Heather Wright/The Independent

Dawn-Euphemia Mayor Al Broad says a massive project to merge 36 conservation authorities into seven may actually end up slowing approvals for housing.

The Minister of the Environment announced the plan in October saying it would streamline services and provide better customer service while standardizing practices across the province.

The new Ontario Provincial Conservation Agency is to coordinate the new rules for the regional authorities, Minister Todd McCarthy said. The province plans to have the new bodies in place by October 2026, just after the municipal election.

Conservation authorities are managed by boards of municipal councillors. They were caught off guard by the news. Broad was among municipal leaders part of an online information session recently. He wanted to know what the municipal role on the new regional boards will be and how the province plans to streamline services and save municipalities money as they have said.

Broad told Lambton County councillors Wednesday the information session didn’t provide a lot of answers.

“I can’t imagine how you can move from 36 CAOs down to seven without having to pay severance packages,” Broad told reporters. “Plus there’ll be a bunch of middle management that I would assume won’t be required, and that’s going to also require severence; so I don’t see how they can save money with that situation.

“The other part that I don’t understand is they say they want to unite all the rules and regulations, but they’ve given absolutely no direction on how they’re going to do that.”

Broad asked, and county councillors agreed, to send a letter to the Premier and the Minister of the Environment to put the mergers “on hold” until more information is shared.

Broad told reporters he’s not sure how this change will improve service to residents looking for permissions to build homes.

“They (provincial officials) have said all the facilities are going to remain, all the staff is going to remain, making those decisions.
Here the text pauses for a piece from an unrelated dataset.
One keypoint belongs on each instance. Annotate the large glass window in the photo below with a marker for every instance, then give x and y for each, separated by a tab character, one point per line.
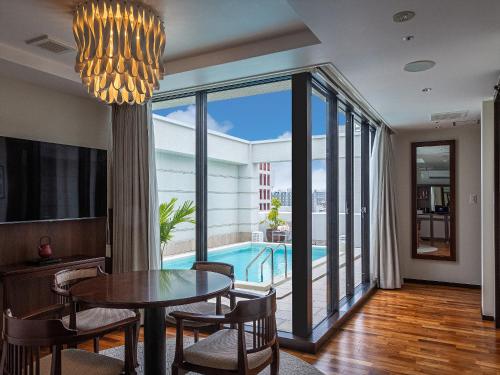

I don’t understand how that’s going to improve on the actual timeframe to get a permit approved,” he said

“I think the province doesn’t like the delays on some of these permits and they think somehow this is going to change things. And I see where it could actually do the opposite, where it could actually extend the amount of time for these permits to get approved,” Broad said.

In Plympton-Wyoming, Councillor Kristen Rodrigues – the current vice-chair of the St. Clair Region Conservation Authority – also has concerns.

She’s confused why the St. Clair Region would be linked to others along Lake Erie. Conservation authorities were set up to manage specific watersheds. Rodrigues says the St. Clair Region is linked to Lake Huron, with the southern Lake Huron shoreline region already under the jurisdiction of the SCRCA.

Rodrigues, in a motion passed by Plympton-Wyoming council, says the water systems between the two Great Lakes are different. Connecting St. Clair to Lake Huron is “more logical and environmentally appropriate framework that respects existing watershed divides and supports effective, locally informed environmental stewardship.”

The motion, which is being sent to the Environmental Registry of Ontario, also asks the province to have meaningful consultation with municipalities, the authorities and Indigenous communities before finalizing any changes.